Many advanced molecular imaging agents are currently being investigated preclinically. Especially, liposomes, have proven to be very promising carrier systems for diagnostic agents for use in single-photon emission computed tomography (SPECT) or magnetic resonance imaging (MRI), as well as for therapeutic agents to treat diseases such as cancer. In this study, nanosized liposomes were designed and labeled with the radionuclides, holmium-166 (both a beta- and gamma-emitter and also highly paramagnetic) or technetium-99m, and coloaded with paramagnetic gadolinium allowing multimodality SPECT and MR imaging and radionuclide therapy with one single agent.

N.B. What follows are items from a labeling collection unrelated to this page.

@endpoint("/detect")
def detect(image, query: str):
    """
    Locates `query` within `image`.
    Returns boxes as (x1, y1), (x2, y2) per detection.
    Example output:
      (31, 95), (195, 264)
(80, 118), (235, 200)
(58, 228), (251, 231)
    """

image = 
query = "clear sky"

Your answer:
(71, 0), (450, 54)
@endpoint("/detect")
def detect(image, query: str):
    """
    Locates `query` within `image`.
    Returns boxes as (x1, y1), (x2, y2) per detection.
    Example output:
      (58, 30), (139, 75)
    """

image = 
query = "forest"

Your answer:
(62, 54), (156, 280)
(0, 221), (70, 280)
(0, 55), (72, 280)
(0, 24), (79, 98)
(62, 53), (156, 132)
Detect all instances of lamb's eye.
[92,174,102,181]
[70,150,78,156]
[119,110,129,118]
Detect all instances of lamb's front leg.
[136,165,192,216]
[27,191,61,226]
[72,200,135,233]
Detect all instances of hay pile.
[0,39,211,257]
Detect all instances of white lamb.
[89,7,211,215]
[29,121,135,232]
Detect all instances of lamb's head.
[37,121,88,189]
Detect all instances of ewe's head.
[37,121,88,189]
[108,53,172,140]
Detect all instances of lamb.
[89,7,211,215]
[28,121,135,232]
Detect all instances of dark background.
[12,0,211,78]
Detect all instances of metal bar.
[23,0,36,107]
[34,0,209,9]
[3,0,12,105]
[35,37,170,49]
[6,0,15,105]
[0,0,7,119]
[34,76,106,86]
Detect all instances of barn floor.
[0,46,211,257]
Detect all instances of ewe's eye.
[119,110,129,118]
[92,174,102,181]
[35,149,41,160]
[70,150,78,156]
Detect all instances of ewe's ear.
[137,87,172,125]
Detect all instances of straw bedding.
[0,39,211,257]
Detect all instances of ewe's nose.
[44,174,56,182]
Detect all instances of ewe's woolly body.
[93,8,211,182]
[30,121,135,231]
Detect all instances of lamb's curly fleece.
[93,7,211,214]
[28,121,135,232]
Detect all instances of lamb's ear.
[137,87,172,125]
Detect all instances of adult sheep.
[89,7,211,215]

Methods: Diethylenetriaminepentaacetic acid bisoctadecylamide (an amphiphilic molecule with a chelating group suitable for labeling with radionuclides) and gadoliniumacetylacetonate (GdAcAc) (a small lipophilic paramagnetic molecule) were incorporated in liposomes. The liposomes were characterized by measuring their mean size and size distribution, gadolinium content, and radiochemical stability after incubation in human serum at 37 degrees C. The MRI properties (in vitro) were determined by use of relaxivity measurements at 1.5 and 3.0 Tesla in order to evaluate their potency as imaging agents.
Results: The liposomes were successfully labeled with holmium-166, resulting in a high labeling efficiency (95% +/- 1%) and radiochemical stability (> 98% after 48 hours of incubation), and coloaded with GdAcAc. Labeling of liposomes with technetium-99m was somewhat less efficient (85% +/- 2%), although their radiochemical stability was sufficient (95% +/- 1% after 6 hours of incubation). MRI measurements showed that the incorporation of GdAcAc had a strong effect on the MRI relaxivity.
Conclusions: The synthesized liposomes allow for multimodality imaging and therapy, which makes these new agents highly attractive for future applications.